Our ability to diagnose Alzheimer’s disease has also increased lately, and taking a sample of spinal fluid and which measure proteins in this enhanced ability to identify the disease even very early. A neuroradiological investigation in the form of computed tomography or magnetic resonance imaging is also of great value. We know that certain brain lesions typical of the disease. A shrinking of the middle temporal lobes is an example of this.

Taking Care Of Alzheimer’s Patients And Importance Of Memory Care Center

Various Alzheimer’s associations in the United States have developed a set of guidelines for family members who are taking care of a person who has Alzheimer’s or other dementia.

Caring for a person with these characteristics is not easy and can be overwhelming. Research has shown that people who engage in this kind of care often have a higher risk for depression and other illnesses.
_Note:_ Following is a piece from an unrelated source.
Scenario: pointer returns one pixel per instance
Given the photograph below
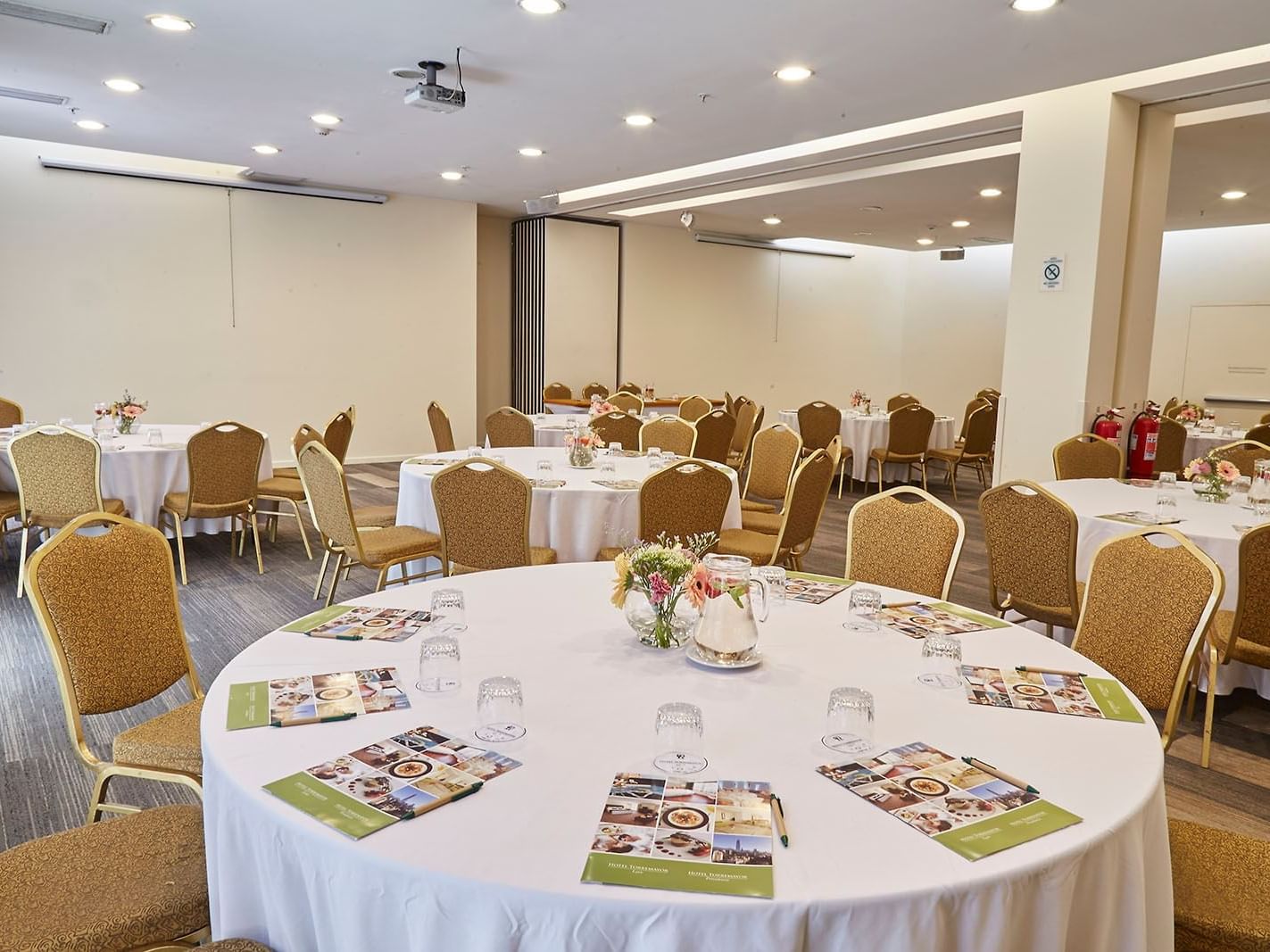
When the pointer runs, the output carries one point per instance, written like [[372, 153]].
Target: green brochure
[[960, 807], [1054, 692], [687, 835]]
Especially if they do not get enough support from family, friends, and community. One of the biggest problems facing these dedicated people is the difficult behavior of patients. Daily activities such as eating, bathing or dressing, often become difficult tasks to accomplish, both to the affected person and the person taking care of Alzheimer patient. Even caregivers in memory care center in Salem may burn out if not properly trained.

Consult a mental health specialist for any concerns you have about Alzheimer’s disease or senile dementia. Contact organizations dedicated to the study of these disorders for more information and look for a group in your community where you can share your feelings and concerns.
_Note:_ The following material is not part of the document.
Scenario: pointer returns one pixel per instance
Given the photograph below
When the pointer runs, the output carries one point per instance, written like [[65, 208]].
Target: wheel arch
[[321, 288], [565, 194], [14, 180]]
Analyze your work day to identify whether you can develop a routine easier. If there are times when the patient is less confused or more cooperative, plan your routine to get the most out of those moments. Remember that the way the person functions may change from one day to another, so adapt your routine as needed.

Alternative care

Consider the alternative of using memory care centers, adult day care or patient care services. These supports allow you to rest, knowing that the person suffering from this disease is being well cared. Memory care center in Salem has professional care givers who will take care of your loved ones.

Start making plans for the future. They may include tidying financial and legal documents, investigate options or long-term care.
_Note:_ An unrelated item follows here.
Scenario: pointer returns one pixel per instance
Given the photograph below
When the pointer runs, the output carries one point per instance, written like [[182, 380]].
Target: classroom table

On the other hand, communicating with a person suffering from Alzheimer’s disease can become a challenge. Understanding and being understood can be very difficult. Other suggestions made by the experts are:

  • Choose simple words, short sentences and use a gentle tone of voice and quiet
  • Avoid addressing the sick person like a baby or talking about it as if it were not there
  • Reduce distractions and noise – like television or radio – help the person focus on what you are saying.
  • Call the person by name, make sure before speaking, she is paying attention.

Arm yourself with patience. Allow it to take enough time to respond and be careful not to interrupt them. If the person with Alzheimer’s disease is struggling to find a word or communicate a thought, gently try to provide the word they are looking for.